Movements have been modest across asset markets. The S&P500 is down 0.2% in early afternoon trading and the Nasdaq index is down 0.2% after closing above 20,000 yesterday for the first time. Deteriorating market breadth has been noted by some, with the S&P500 on track to record its ninth consecutive day of negative breadth (more stocks falling than rising), a rare feat and indicative of some underlying weakness in the market despite the headline indices that are widely quoted.
In US economic news, the core PPI inflation figure met expectations with a 0.2% m/m lift, but upward revisions saw the annual figure coming in two-tenths higher than expected at 3.4% y/y. The headline measure was also higher than expected. However, of more importance, the components that feed into the PCE deflator, the inflation measure targeted by the Fed, were weaker than expected, leading some economists to downgrade their estimate of the core PCE deflator from 0.2% m/m to 0.1%, which would be the smallest increase in six months.

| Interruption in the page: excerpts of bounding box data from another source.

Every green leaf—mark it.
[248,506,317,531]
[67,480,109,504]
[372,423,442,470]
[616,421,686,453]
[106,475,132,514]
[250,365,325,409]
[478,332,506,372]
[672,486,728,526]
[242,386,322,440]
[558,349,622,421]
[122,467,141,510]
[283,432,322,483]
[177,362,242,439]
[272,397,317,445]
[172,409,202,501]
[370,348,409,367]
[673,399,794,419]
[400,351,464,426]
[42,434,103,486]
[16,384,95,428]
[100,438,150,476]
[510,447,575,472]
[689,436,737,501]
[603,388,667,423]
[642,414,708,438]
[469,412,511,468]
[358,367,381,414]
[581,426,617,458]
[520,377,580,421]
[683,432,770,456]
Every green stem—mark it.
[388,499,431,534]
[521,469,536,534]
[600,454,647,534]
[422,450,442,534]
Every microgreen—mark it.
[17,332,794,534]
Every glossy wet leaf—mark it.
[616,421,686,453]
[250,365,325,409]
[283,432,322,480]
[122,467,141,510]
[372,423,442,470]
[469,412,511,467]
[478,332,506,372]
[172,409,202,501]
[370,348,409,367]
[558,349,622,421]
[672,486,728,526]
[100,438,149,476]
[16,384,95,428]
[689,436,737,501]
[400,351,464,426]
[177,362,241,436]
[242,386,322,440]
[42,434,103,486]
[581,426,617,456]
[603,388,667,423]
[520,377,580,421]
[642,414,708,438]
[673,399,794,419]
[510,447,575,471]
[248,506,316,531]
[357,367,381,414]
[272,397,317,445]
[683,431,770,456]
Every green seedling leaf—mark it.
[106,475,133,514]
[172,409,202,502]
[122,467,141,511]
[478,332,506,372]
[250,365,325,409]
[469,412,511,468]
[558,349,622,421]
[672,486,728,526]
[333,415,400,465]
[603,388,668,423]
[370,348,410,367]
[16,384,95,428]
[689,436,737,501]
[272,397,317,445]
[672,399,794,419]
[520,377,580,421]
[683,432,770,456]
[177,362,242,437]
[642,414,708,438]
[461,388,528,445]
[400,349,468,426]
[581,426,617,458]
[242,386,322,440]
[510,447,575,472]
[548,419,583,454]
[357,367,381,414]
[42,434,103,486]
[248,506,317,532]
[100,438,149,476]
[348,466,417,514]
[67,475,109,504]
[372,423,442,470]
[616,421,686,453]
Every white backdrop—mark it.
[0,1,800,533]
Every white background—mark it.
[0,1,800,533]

Initial jobless claims rose 17k last week to 242k, defying expectations for a small drop. Seasonality in the figures can be problematic around the Thanksgiving holiday so not too much should be read into the jump higher.
The US data reinforced market expectations that the Fed would cut its policy rate by 25bps next week, which is fully priced, and a strong consensus has been building that policy will pause in January, and with a much slower pace of easing next year, with about three 25bps rate cuts spread over 2025. The US 2-year Treasury yield showed signs of consolidation, with little net change and currently 4.16%. The longer end of the curve was weighed by a 30-year bond auction, due as we go to print, with the 10-year rate pushing up to 4.3%, up a couple of basis points from the NZ close.
The ECB cut its policy rates by 25bps for a third successive meeting, taking the deposit rate down to 3.0%, as widely expected, with rates now having been cut by 100bps so far this cycle. Prior language that policy would remain “sufficiently restrictive for as long as necessary” was dropped and replaced with policy “will follow a data-dependent and meeting-to-meeting approach”. President Lagarde said that there was some discussion of moving by a larger 50bps, but the GC unanimously agreed to cut by 25bps.
The ECB’s new forecasts showed small downward revisions to CPI inflation and growth forecasts, although President Lagarde noted they did not incorporate any potential disruption to world trade resulting from policy moves by the incoming US government. The market continues to see the ECB steadily cutting rates further next year by at least another 125bps, although European yields pushed higher, with German bund yields up 7-8bps across the curve, with the ECB evidently not as dovish as some expected. EUR showed some volatility around the announcement but currently trades close to 1.05, little changed overnight.
In China, the Statement following a two-day economic conference by the country’s leaders highlighted “conviction” to support growth next year in a “high quality” way, although there was little specific news. Some emphasis was given on boosting household demand, with “special action” to boost consumption and promote income growth. On the currency, China would continue to maintain its basic stability to keep it at a reasonable equilibrium.
Yesterday, Australia’s labour market report was strong, with the unemployment rate falling two-tenths to an eight-month low of 3.9% in November, defying market expectations for a nudge up to 4.2%. Australia rates rose, fully unwinding the move seen after the RBA’s dovish pivot on Tuesday. The market sees a reduced chance of the RBA cutting as soon as February, although the meeting is still seen as finely balanced – softer labour market and inflation data would need to emerge ahead of that meeting for the RBA to act.
The AUD jumped following the data, but met some resistance just under 0.6430 overnight and it currently sits back below 0.64. The NZD went along for the ride and traded above 0.58 for a while before reversing course and currently around 0.5785, little changed from this time yesterday. NZD/AUD weakened to almost 0.9040 and currently sits around 0.9065.
CHF is the weakest of the majors, after the Swiss National Bank opted for a larger 50bps rate cut. GBP is also on the soft side of the ledger, seeing NZD/GBP pushing up to 0.4555. NZD/EUR is slightly softer, trading at 0.5510.
In the domestic rates market, NZ rates followed higher Australian yields after the noted labour market report, which was a welcome development ahead of the government’s weekly bond tender. Strong demand was again evident for the shorter dated bonds (2028s) on offer while demand was tepid for the 2035s. For the day, the curve was notably steeper, with yields closing 2-6bps higher. Similar moves were seen in the swap market, with the 2-year rate up 2bps to 3.59% and the 10-year rate up 6bps to 4.02%. NZ electronic card transactions data continued to point to soft spending conditions in the economy, with the total falling 0.1% m/m in November, continuing the flat trend for the best part of two years, or negative growth in real terms.
In the day ahead the NZ manufacturing PMI and Japan’s Tankan business survey are released during NZ trading hours. UK monthly GDP data are released tonight.